However, because we are unsure of that perfect reward function, in IRD it starts with a human-made estimation which is a proxy reward function, which is an element of the proxy reward space (in AIRD it only has the proxy reward space).
The goal of the other papers and my project is to find a probability distribution over all the rewards in true reward space: for each element of it, we have the probability that it is the true reward function, based on the behavior they incentivize in the training environment.
A query is defined as a small subset of the proxy reward space. The answer to the query is a single element of that subset, which the human believes incentivizes the best behavior, compared to the other elements of the query (it compares suboptimal behaviors, not the optimal one).
After each query, it uses Bayesian inference to update the probability distribution based on the answer to that query. To do that, it uses a Q learning planner that optimizes trajectories, in the training environment, given each element of the query as the reward function.

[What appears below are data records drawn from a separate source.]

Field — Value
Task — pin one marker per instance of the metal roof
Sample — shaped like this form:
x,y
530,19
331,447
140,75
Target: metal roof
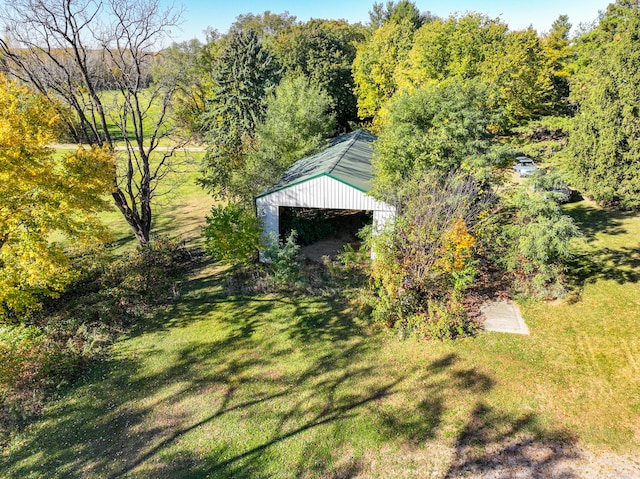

It then computes the feature expectations of these trajectories and uses these and the answer to the query to update the probabilities. The queries are chosen such that the expected information gain from the answer to the query is maximal. The information gain is measured using various metrics, one of which is the entropy of the probability distribution over the true reward function.
We are given the true reward space, and a proxy reward space with some proxy reward functions (they may be the same set). We start with setting the wanted probability distribution (for the true reward function) as a uniform distribution (all the functions are equally probable since we don’t know anything about the true reward function).
There are also some batches, with a specific number of environments in each batch. There is a constant (big) set of test environments for evaluation of the performance.
I also made two planners, using Q learning, that have as an input a set of weights:
- The non-risk-averse (unsafe) one, which has as the reward the average of the rewards on the state with each weight sample.
- The risk-averse one, which penalizes the variance of the rewards computed using the weight sample and the state’s features, in two ways:
- By taking the worst-case reward
- By subtracting the variance multiplied by a coefficient
For each batch, I do the following:
- Repeat (for a constant number of iterations) the query process of AIRD: I find the query from which the information gain of the probability distribution is maximal. The difference with the previous query process is that for each reward function in the query, for each environment in the batch:
- I take the initial probability distribution.
- I answer the query to that specific environment.
- I apply the reward function to the unsafe planner and get the feature expectations.
- Use the feature expectations to update the probability distribution.
- Update the initial probability distribution using this inference and move on to the next environment in the batch.
- Update the initial probability distribution, so it will be transferred to the next batch.
- Sample a set of weights from the distribution over the reward function, and compute a risk-averse policy using the respective planner.